It is alway a good surprise when a task you thought being rather hard turns out to be quite easy when you actually do it. Using select for I/O multiplexing and stuff like this is one of those pleasant surprise. The man page could be quite intimidating, therefore I start with an example. Suppose you are dealing with network communication (or any other form of interaction where an I/O operation could take too long to be correct). You are likely to read (or write) into a file descriptor (previously opened via socket and then bound in some way) AND to check for a timeout. If the operation is taking too long, you want to bail out of the read operation and perform the needed action.If you are stuck with standard read and timer operations you may need to set up some signaling check for the right thread to catch them and so on. But there is a better way.
Select accepts several arguments: a limit, three sets of file descriptors and a timeout, and returns as soon as one of the conditions (defined by arguments) is met. The file descriptor sets are defined via fd_set type (handled with fellow macros FD_SET, FD_ISSET, FD_ZERO and FD_CLR). All these arguments can either be NULL or point to a fd_set. The first one is the set of file descriptors checked for non blocking read. That is that if one of the file descriptors contained in this sets become ready to be read without blocking the caller, then select returns. The next argument is for writable file descriptors and the third one is filedescriptors that have to be checked for errors (exceptions).

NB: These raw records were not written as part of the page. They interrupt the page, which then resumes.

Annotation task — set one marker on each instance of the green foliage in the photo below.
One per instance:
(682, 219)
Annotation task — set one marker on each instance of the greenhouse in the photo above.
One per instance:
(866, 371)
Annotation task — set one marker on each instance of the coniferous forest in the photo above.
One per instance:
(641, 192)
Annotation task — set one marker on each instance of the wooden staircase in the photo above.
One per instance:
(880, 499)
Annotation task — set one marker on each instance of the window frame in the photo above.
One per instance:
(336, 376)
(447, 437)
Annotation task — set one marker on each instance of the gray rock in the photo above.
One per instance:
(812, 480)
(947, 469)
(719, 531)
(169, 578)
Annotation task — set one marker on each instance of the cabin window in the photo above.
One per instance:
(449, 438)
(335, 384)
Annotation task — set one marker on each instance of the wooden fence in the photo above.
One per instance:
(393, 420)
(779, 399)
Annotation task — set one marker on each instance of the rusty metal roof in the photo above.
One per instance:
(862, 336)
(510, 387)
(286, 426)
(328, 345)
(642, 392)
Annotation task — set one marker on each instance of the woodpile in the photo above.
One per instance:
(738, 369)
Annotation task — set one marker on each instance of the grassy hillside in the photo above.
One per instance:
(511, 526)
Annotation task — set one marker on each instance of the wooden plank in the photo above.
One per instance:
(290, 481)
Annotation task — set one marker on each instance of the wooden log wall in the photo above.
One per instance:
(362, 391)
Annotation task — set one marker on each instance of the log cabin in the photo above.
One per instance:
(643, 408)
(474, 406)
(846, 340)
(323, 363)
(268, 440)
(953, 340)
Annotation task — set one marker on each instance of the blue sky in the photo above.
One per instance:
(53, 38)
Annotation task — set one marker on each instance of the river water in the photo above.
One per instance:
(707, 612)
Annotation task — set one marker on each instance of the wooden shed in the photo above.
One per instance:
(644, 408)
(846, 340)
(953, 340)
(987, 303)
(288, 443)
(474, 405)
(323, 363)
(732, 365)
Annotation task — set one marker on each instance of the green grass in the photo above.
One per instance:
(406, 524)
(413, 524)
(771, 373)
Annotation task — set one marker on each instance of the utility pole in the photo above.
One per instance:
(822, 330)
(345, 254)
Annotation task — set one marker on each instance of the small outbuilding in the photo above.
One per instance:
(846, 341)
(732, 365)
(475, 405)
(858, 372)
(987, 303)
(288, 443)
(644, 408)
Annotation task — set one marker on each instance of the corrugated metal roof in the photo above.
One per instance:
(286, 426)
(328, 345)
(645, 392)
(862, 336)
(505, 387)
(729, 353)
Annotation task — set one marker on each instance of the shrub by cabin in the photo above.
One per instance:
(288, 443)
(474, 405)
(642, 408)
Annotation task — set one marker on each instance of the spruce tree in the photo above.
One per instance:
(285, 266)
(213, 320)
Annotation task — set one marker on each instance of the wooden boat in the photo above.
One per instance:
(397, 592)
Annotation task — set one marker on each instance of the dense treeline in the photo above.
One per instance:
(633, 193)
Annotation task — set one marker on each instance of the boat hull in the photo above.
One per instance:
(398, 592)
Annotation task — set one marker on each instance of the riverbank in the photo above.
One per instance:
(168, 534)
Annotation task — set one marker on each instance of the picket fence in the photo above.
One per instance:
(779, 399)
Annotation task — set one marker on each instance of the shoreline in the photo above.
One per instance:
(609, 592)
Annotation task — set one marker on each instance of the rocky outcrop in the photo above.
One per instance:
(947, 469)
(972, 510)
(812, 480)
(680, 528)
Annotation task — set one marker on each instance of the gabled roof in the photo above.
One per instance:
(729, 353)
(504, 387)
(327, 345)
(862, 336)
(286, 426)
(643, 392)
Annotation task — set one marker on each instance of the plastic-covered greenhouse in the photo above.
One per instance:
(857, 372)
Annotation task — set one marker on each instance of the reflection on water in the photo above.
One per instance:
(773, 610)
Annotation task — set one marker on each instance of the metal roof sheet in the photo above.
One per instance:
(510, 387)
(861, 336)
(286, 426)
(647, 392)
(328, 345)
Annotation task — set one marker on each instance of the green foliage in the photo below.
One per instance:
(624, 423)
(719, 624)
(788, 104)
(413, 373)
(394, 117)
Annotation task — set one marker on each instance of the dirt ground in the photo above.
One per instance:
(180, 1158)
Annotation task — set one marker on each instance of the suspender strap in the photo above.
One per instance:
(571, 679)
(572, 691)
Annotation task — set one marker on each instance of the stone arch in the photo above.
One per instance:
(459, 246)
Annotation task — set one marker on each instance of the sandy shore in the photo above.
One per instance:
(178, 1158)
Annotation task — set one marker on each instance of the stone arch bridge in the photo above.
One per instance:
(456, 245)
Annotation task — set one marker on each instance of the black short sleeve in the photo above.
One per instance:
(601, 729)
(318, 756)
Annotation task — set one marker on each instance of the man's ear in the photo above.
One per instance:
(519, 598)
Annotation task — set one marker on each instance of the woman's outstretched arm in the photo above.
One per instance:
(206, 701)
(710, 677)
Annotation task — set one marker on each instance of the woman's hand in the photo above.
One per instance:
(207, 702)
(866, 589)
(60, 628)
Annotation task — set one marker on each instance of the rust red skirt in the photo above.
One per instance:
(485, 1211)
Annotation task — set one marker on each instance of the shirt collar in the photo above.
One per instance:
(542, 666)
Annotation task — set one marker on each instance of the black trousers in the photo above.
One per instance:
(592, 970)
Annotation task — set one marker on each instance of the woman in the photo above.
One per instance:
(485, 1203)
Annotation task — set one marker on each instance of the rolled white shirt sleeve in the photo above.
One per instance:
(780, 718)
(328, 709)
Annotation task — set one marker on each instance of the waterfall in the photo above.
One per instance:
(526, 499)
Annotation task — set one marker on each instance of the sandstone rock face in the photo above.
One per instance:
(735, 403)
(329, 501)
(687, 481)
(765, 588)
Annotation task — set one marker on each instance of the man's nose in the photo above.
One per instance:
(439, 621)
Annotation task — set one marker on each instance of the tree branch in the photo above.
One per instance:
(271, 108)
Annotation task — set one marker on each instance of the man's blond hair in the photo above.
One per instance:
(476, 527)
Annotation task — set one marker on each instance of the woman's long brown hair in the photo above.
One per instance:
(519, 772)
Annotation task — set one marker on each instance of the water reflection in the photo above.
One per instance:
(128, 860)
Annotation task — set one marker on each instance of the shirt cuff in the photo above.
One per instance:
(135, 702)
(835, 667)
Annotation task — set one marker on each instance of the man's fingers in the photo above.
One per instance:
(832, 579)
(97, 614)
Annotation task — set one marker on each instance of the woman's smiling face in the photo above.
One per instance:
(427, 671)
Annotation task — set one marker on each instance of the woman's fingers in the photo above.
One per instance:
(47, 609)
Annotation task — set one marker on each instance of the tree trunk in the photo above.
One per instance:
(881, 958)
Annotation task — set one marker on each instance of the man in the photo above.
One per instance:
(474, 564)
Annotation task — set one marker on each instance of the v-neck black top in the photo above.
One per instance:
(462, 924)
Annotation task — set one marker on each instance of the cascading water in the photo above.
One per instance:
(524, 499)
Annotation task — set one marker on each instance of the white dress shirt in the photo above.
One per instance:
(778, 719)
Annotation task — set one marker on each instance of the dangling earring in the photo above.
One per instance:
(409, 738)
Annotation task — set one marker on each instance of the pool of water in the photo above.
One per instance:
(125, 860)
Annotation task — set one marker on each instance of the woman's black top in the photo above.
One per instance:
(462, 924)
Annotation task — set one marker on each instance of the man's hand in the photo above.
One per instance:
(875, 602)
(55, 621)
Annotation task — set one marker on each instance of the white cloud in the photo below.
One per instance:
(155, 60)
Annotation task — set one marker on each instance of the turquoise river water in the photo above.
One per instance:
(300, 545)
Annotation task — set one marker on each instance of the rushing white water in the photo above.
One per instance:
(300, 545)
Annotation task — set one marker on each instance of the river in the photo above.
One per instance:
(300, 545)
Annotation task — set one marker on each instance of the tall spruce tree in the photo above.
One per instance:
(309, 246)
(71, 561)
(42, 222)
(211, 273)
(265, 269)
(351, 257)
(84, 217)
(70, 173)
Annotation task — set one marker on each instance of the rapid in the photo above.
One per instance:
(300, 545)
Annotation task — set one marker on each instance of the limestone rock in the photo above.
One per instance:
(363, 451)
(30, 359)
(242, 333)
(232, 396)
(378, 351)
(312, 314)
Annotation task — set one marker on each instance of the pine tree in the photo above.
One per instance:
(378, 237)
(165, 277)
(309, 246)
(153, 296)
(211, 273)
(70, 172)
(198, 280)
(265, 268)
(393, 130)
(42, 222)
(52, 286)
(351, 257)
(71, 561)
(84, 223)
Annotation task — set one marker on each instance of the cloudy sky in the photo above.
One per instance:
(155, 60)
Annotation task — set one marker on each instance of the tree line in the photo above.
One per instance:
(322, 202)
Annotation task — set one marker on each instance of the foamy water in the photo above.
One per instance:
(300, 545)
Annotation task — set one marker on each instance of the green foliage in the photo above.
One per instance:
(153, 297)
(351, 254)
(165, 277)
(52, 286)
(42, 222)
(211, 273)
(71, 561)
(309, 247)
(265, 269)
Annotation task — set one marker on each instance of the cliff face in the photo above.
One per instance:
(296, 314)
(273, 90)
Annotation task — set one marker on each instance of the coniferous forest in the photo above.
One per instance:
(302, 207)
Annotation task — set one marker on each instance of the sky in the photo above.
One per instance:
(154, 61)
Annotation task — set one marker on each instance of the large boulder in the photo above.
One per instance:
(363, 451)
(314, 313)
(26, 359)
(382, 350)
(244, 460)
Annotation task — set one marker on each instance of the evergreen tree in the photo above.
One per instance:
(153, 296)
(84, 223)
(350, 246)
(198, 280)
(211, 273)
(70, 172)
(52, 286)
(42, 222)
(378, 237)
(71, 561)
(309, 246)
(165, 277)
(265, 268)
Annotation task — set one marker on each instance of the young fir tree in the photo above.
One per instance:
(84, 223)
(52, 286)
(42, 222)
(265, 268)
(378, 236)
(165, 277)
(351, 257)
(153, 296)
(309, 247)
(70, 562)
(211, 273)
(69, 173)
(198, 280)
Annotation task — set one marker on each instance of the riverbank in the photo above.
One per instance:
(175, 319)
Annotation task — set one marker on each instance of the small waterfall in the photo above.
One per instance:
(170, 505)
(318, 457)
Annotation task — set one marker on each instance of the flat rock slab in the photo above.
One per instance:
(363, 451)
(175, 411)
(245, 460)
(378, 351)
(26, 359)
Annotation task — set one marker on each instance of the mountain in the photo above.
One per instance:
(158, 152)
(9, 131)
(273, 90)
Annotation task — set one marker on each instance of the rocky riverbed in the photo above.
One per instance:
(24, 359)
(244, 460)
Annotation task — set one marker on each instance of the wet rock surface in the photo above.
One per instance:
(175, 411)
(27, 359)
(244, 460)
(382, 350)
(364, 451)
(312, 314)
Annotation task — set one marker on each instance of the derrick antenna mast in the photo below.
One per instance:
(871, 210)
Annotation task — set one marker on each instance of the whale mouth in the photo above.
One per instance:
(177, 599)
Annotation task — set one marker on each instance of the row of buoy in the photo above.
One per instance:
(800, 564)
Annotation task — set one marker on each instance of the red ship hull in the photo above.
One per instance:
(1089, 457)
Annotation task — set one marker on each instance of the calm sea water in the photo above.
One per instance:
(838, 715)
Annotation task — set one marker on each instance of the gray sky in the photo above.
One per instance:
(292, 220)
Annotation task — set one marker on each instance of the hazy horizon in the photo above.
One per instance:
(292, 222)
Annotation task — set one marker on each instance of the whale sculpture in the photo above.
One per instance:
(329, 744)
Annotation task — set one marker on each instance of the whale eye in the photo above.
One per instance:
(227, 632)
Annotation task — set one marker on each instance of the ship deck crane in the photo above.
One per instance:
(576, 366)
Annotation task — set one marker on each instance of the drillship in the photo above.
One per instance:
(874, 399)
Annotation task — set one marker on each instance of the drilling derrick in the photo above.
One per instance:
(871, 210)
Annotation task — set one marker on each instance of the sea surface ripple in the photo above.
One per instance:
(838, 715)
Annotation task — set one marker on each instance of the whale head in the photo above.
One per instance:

The first argument is the maximum filedescriptor contained in the union of the three sets plus one. This serves as a limit to avoid checking the whole range of file descriptor.
The last argument is a timeout. It is a struct timeval (the same filled in by gettimeofday) that can define timeouts with a microsecond resolution. In practice the resolution is much less fine grained than that and depends on the kernel and the architecture. For example on Linux kernel 2.4 on ARM the resolution is 10ms. Better check the smallest handled timeout before blindly relying on it.
Select returns -1 in case of error, 0 in case of timeout or the number of the filedescriptors that changed status in the three sets.
For the example the return code is easily processed, while for more convoluted cases could be more complex.
Let’s take another example, suppose you are reading audio packets from a stream and you want to decode and playback them. The first approach to this problem could be using two threads with a coupling buffer. One thread reads packets and pushes them into the buffer and the other thread pops the packets out of the buffer and sends them to the audio driver. This is conceptually simple, but not straightforward to do in the right way. When dealing with threading you always have to synchronize them. It is likely that you need a third thread to control the streamer and the player threads.
If you employ select the solution is very simple and natural. Just check the wall clock and compute a timeout for the next play, then wait with select either for a new incoming packet or the time to play.
In this case there is just one thread and the warrant that if you are reading the buffer no one is writing in it. This allows you to simplify the buffer management.
If you are not so lucky to work with Linux, but your daunting task is to earn a living with Windows the good news is that a similar function is available for Microsoft platforms.